The Forestry Forum

General Forestry => General Board => Topic started by: timberlinetree on April 05, 2014, 06:59:43 AM

Title: winter kill
Post by: timberlinetree on April 05, 2014, 06:59:43 AM
Went by a pond other day and wow! Must have been a hundred dead fish all shapes and sizes. Has anyone else seen this?
Title: Re: winter kill
Post by: stanwelch on April 05, 2014, 08:12:02 AM
Ice finally went off my pond this week. Found all bass and bluegills dead and floating. Only the goldfish survived. Thick ice and heavy snow covered pond from mid December until April -- no sunlight penetration so no plants producing oxygen. Will have to restock
Title: Re: winter kill
Post by: thecfarm on April 05, 2014, 08:15:43 AM
Was it a small pond? What I mean,did the ice freeze to the bottom?
Title: Re: winter kill
Post by: 21incher on April 05, 2014, 08:31:21 AM
It is not just the fish this year. In the Finger Lakes they are saying that most of the grape vines were severely damaged and federal money is needed to help the farmers  and wineries survive.
Title: Re: winter kill
Post by: stanwelch on April 05, 2014, 09:18:35 AM
cfarm - the pond is about 50' x 100' and  12' deep at the north end when it is at the over flow pipe. With the lack of rain last summer the pond was down 2-3 feet at freeze up. I don't think it froze solid but it must have been quite thick plus had a lot of drifted snow on top. There was no flow through the pond all winter. It filled up st snow melt and rain in the past two weeks but it was too late for the fish
Title: Re: winter kill
Post by: Jeff on April 05, 2014, 09:21:20 AM
I just uncovered Tammy's koi pond.  I see only two dead so far of the 22 that were in there.  I feared they would all be dead after this winter. The two that died were not actually Koi fish, but Comets.
Title: Re: winter kill
Post by: Dakota on April 05, 2014, 10:01:43 AM
I set up an air pump on a timer for the winter months.  Have not lost a fish over the winter for quite a few years.
Title: Re: winter kill
Post by: Alcranb on April 05, 2014, 10:03:37 AM
The fish likely died from oxygen deficiency, OD. It's not so much the thickness of the ice but the snow cover which doesn't allow for adequate sunlight to reach the water therefor depleting the water of oxygen causing the fish to suffocate.
Title: Re: winter kill
Post by: Jeff on April 05, 2014, 10:07:58 AM
In our neighborhood, the big casualty this year seems to be the Alberta Spruce.  It is a very popular ornamental in this area. We have one, our various neighbors have many.  The extremely low extended temps seem to have effected almost all of them. I don't know if they will come back or not, but they are mostly all brown with the needles falling off.
Title: Re: winter kill
Post by: Den Socling on April 05, 2014, 10:19:38 AM
I read the other day  that 1000's of ducks and geese died as a result of the ice. It was a bad winter.
Title: Re: winter kill
Post by: sandhills on April 05, 2014, 10:34:14 AM
Little smaller scale but my FIL put their two goldfish in the horse tank for the winter and just after the first really cold snap the tank heater quit working and the tank didn't have a lot of water in it so it pretty well froze.  He said one of them was froze solid but he fixed the heater, filled the tank and threw it back in, next morning it was swimming around with the other one  ???.  Wish I could be that resiliant.  Haven't heard anything about any lakes around here, but nobody was having much luck ice fishing this winter.

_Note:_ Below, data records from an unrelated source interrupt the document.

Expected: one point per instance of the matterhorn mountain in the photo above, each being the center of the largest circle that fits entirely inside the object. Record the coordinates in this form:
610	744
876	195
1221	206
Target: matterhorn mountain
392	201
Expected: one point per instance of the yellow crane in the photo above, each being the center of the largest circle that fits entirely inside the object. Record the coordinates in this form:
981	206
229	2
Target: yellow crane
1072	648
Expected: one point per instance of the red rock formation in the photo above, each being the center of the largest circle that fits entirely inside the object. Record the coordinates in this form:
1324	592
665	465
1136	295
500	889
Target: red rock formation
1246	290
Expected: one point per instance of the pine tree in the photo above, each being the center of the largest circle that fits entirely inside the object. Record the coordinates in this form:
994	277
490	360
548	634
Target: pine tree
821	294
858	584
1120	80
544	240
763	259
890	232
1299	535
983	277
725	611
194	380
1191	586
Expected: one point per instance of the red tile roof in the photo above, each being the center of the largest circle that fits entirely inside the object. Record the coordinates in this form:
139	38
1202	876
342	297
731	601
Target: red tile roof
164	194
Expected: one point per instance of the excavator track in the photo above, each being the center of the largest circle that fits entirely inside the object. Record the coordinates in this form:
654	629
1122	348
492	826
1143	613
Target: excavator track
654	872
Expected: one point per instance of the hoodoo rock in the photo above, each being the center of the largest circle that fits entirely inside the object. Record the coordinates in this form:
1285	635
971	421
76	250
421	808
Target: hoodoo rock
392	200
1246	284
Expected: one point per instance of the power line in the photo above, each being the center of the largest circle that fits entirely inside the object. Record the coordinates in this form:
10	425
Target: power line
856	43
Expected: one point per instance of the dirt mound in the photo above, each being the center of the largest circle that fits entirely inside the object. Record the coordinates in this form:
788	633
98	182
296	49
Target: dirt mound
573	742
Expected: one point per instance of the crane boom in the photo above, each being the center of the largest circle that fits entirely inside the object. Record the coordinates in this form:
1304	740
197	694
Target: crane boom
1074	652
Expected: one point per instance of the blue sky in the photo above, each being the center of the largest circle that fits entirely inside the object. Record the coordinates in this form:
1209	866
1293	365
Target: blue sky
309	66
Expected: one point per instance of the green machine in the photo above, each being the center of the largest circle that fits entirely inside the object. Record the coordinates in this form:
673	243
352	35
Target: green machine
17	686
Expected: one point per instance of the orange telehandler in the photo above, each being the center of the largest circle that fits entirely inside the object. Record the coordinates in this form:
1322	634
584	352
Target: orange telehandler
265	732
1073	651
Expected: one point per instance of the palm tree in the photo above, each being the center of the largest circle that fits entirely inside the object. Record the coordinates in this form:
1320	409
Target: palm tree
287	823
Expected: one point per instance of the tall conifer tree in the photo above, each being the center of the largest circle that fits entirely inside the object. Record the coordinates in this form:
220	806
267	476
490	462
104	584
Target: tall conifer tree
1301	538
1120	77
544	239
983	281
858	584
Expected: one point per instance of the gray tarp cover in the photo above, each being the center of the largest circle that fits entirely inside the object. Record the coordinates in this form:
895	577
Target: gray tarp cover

Edit: We did not have the snow here though, just cold.
Title: Re: winter kill
Post by: timberlinetree on April 06, 2014, 06:47:19 AM
I think I felt like that gold fish a couple of times this winter :D. Hopefully some of the ticks and bugs that are killing the tree have the same fate as the fish!
Title: Re: winter kill
Post by: r.man on April 06, 2014, 09:02:33 AM
I am still feeling like the frozen fish, snowed yesterday and the sideroads were like rinks. Customer came up to his cottage to have me do a repair and he was in shoes. He lives two and a half hours south of here and there is almost no snow in his town. It is still almost to his knees at his cottage and this is a year after his daughter swam on April 1st in an ice free lake. Quite a change from one year to the next.
Title: Re: winter kill
Post by: Roxie on April 06, 2014, 10:24:04 AM
Last spring when I took the cover off the BBQ grill, there were a million stink bugs under it.  This spring, there isn't one single stink bug,  Those minus twenty days must have done them in!